El ingreso al lobby se encontraba por un costado, donde se tuvo que registrar con el conserje, a pesar de explicarle la razón de su visita.

- Yo no pongo las reglas aquí, señorita. Sólo me pagan por hacerlas cumplir.

Tomó el ascensor, y su corazón comenzó a acelerarse. Sintió una gota de sudor recorrer su espalda, y al llegar a la puerta de su destino, le pareció que el número "605" que colgaba sobre el ojo mágico se burlaba de ella, moviéndose en círculos sobre su cabeza.

Quitó el seguro con la primera llave, marcada con un '1' sobre la goma amarilla que la recubría; al girar la segunda sintió cómo la puerta se abría al empujarla.

Respiró hondo, exhaló lentamente, y entró.

Cerrojo {Hija pt.7}

Al ingresar, la invadió un suave aroma a canela, proveniente de un frasco abierto, situado sobre la mesa de granito de la cocina americana. Valentina casi siempre echaba a hervir unas ramas con rodajas de naranja en su casa; eso le traía recuerdos de su madre, cuando de pequeña le cocinaba avena, o arroz con leche. La miraba atenta mientras echaba a cocer la leche y las ramas de canela, y le añadía, según si era desayuno o postre, avena o arroz.
Puso la cacerola al fuego con agua suficiente, y el par de ramas más aromáticos que encontró en el frasco.

Continuó explorando. Se encontró con un estante que albergaba una colección de libros de bolsillo, de diferentes autores, unos 30 en total, que a ella le habría demorado varios años en leer.
Junto a un sillón celeste de dos cuerpos, encontró un tocadiscos, que debía llevar más tiempo que ella en este mundo. La etiqueta del disco que estaba dispuesto a tocarse, decía "Nocturno Op. 9 n.° 2 - Frédéric Chopin". Encendió el tocadiscos, y un piano dulce invadió la sala, mezclándose con el olor a canela en el aire. Una extraña sensación la hizo descansar en el aire por un momento. 

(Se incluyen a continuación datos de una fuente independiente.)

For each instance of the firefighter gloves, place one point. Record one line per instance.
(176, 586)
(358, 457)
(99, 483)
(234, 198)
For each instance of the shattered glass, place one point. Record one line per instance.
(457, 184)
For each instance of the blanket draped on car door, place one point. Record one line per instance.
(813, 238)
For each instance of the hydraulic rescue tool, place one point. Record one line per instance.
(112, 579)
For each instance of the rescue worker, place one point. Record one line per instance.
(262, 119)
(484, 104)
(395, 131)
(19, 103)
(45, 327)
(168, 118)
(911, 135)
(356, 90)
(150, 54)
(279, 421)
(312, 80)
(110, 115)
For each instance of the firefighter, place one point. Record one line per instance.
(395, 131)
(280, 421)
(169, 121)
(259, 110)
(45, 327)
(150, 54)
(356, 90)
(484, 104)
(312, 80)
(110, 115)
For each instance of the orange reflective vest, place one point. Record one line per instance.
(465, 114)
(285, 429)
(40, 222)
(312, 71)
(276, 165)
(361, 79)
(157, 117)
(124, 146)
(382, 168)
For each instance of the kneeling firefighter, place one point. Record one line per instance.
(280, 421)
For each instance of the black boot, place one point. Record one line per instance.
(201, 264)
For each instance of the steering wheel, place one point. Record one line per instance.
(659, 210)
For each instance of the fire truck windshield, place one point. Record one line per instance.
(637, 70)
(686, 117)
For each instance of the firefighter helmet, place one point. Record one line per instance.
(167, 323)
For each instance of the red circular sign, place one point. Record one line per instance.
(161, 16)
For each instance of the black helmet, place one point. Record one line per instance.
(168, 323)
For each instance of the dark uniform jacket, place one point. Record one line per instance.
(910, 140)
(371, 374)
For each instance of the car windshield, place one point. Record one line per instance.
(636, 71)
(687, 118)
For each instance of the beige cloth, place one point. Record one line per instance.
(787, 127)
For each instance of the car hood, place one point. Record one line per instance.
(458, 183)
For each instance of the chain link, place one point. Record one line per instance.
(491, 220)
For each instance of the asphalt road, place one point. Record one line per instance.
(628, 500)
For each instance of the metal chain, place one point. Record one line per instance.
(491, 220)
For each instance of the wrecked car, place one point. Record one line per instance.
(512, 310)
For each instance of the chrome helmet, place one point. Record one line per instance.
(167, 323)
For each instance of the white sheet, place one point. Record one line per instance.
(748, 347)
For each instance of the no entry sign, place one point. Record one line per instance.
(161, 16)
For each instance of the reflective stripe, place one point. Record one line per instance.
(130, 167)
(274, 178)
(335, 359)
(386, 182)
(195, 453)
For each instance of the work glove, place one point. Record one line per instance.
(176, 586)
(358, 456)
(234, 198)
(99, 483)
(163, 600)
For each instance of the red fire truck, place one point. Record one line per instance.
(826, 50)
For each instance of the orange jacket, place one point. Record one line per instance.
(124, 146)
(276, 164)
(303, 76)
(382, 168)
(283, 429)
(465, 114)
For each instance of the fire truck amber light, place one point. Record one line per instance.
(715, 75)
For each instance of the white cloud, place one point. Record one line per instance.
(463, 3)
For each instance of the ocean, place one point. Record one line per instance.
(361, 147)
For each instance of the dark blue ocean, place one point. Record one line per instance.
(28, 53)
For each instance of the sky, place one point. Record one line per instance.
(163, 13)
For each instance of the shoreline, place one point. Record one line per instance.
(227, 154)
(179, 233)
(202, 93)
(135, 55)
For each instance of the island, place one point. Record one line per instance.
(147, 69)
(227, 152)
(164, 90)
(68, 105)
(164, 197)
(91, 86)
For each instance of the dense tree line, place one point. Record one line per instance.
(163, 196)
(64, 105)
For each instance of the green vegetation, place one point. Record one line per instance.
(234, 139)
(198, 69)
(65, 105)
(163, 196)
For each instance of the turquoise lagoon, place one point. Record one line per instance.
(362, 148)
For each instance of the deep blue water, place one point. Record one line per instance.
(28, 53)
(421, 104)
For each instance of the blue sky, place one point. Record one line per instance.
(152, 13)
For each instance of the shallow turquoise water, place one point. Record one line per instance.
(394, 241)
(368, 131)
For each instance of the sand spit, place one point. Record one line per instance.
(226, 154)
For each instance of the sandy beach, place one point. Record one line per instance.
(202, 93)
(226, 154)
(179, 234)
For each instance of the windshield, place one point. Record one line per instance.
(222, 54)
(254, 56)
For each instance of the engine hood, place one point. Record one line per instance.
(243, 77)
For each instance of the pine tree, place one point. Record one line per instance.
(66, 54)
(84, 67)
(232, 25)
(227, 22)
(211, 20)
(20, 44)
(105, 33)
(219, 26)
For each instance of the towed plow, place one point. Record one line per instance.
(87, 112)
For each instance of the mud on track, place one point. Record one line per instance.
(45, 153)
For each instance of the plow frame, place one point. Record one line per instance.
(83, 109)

Avanzó por el pasillo del departamento, seguida por Chopin y la estela de canela; y entró en la habitación en la que fue encontrado su padre.
Se sentó sobre la cama y recorrió con la mirada, cual búho a la medianoche en busca de respuestas. Su barrido se cruzó con una cerradura diminuta, que le sonreía desde un cajón de pino.

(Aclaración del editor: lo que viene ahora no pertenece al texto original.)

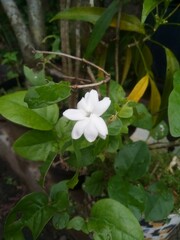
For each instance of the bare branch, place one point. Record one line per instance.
(36, 21)
(106, 74)
(20, 29)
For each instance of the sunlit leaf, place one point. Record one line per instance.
(131, 196)
(48, 94)
(36, 145)
(109, 219)
(174, 107)
(133, 160)
(139, 89)
(32, 211)
(159, 202)
(13, 107)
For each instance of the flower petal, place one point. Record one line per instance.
(102, 106)
(74, 114)
(91, 99)
(100, 126)
(78, 128)
(82, 104)
(91, 132)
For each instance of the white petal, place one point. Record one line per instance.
(74, 114)
(92, 98)
(82, 104)
(100, 126)
(102, 106)
(78, 128)
(91, 132)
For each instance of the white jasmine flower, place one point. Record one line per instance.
(88, 112)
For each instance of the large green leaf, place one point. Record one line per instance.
(133, 197)
(109, 219)
(36, 145)
(42, 96)
(132, 161)
(174, 107)
(159, 202)
(13, 107)
(92, 14)
(32, 211)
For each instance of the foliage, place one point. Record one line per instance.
(115, 167)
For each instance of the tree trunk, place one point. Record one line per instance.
(20, 29)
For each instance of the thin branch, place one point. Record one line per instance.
(36, 21)
(117, 43)
(160, 145)
(106, 74)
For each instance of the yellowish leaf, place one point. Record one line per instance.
(139, 89)
(155, 98)
(128, 58)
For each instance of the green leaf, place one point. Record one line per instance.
(92, 15)
(116, 92)
(60, 220)
(148, 6)
(125, 111)
(172, 65)
(159, 202)
(173, 107)
(133, 197)
(32, 211)
(36, 145)
(115, 142)
(109, 219)
(141, 117)
(94, 185)
(71, 183)
(115, 127)
(101, 26)
(81, 157)
(48, 94)
(35, 78)
(132, 161)
(13, 107)
(59, 196)
(77, 223)
(160, 131)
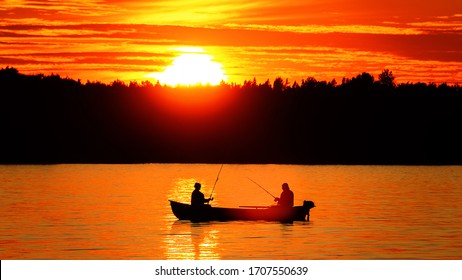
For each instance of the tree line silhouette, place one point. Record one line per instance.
(361, 120)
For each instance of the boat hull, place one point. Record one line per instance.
(274, 213)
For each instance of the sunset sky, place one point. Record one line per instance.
(106, 40)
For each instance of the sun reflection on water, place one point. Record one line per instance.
(188, 241)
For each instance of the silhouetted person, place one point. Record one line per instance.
(197, 197)
(287, 197)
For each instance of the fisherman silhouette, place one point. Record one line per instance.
(287, 197)
(197, 197)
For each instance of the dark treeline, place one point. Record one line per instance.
(362, 120)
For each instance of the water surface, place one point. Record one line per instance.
(122, 212)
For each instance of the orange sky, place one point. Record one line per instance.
(129, 40)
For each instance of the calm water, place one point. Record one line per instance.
(122, 212)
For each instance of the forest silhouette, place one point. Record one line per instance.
(48, 119)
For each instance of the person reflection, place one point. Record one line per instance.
(197, 197)
(287, 197)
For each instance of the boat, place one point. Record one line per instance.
(207, 212)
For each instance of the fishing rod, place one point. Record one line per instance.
(210, 198)
(261, 187)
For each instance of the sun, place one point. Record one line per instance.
(192, 67)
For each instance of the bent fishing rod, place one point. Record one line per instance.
(261, 187)
(216, 181)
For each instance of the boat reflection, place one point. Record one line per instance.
(191, 241)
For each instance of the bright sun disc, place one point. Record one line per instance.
(192, 69)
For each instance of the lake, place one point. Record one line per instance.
(122, 212)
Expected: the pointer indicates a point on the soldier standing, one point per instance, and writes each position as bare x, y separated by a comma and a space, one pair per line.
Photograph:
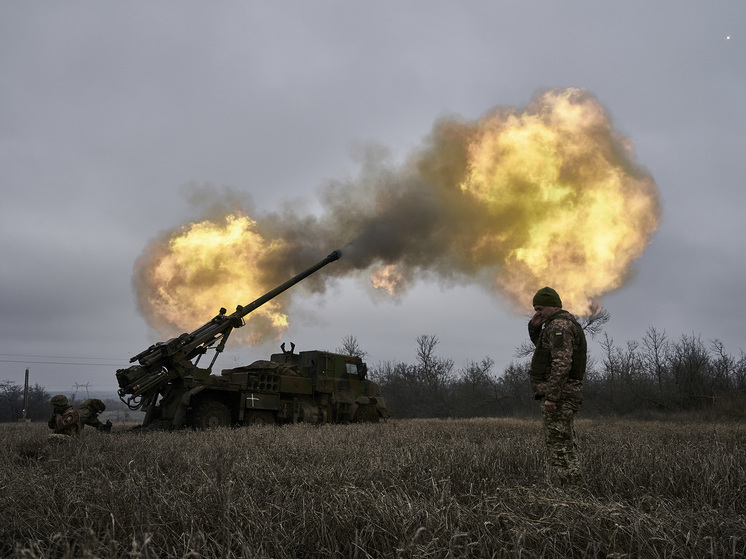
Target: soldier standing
65, 419
557, 370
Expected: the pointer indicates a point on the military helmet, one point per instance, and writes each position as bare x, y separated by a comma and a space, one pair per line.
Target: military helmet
59, 400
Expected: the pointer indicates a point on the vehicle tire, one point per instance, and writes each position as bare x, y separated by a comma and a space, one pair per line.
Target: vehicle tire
259, 418
211, 414
366, 413
159, 425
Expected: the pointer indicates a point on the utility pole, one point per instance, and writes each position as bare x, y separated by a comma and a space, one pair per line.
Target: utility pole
77, 386
25, 399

Pensó en la tercera llave, la introdujo en el cerrojo y el calce fue perfecto. El mecanismo crujió débil en el aire, dándole a conocer un pequeño tesoro que la estaba esperando impaciente.

Al abrir el cajón se encontró con un pequeño álbum de fotos, de tapa de imitación de cuero negro y bordado de hilos grises, y un broche que lo mantenía contenido. Sintió que aquel botón le gritaba que lo desprendiera, se sentó sobre la cama en la que había dormido su padre hasta hace un par de días atrás, y lo recorrió página por página.

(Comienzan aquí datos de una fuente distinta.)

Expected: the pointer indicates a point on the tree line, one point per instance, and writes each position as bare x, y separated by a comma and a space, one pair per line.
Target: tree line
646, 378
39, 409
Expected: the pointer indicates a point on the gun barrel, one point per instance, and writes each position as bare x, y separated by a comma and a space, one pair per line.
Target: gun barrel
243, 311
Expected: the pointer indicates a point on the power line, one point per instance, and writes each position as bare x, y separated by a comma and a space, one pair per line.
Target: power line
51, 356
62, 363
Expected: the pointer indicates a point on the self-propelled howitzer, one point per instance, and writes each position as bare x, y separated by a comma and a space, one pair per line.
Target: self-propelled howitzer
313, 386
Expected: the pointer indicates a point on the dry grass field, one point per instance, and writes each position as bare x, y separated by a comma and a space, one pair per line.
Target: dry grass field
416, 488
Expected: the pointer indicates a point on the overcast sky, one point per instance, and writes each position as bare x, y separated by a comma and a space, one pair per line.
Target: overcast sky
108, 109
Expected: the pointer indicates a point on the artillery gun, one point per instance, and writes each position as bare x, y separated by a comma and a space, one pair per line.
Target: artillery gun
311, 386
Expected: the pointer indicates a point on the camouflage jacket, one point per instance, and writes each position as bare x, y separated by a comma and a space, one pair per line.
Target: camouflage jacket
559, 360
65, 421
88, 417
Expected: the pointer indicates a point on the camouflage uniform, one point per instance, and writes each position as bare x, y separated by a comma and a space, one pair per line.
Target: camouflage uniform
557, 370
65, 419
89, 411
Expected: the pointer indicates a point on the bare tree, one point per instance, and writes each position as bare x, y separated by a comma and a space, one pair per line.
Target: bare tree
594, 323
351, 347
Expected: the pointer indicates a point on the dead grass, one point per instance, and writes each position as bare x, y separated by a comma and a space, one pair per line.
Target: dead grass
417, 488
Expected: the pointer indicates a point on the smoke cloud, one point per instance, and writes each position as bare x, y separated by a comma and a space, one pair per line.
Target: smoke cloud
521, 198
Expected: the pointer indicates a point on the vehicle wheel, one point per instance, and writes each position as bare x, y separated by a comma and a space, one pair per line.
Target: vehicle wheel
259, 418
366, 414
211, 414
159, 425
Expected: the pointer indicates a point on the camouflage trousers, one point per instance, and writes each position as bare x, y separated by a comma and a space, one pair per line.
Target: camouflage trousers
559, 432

Un sobre tamaño americano cayó sobre sus piernas desde el interior del libro que sostenía en sus manos. Lo recogió y leyó su nombre escrito con tinta negra.
Al abrirlo, una carta escrita con el puño y letra de su padre la miró fijamente a los ojos, y no la soltó hasta que no hubiese terminado de leerla.

Al acabar, sus ojos llenos de lágrimas no podían distinguir forma alguna; y le pareció que estas no pararían nunca de salir. Suspiros ahogados se desataron desde su garganta, y presionando la carta contra su pecho, sonrió para sí.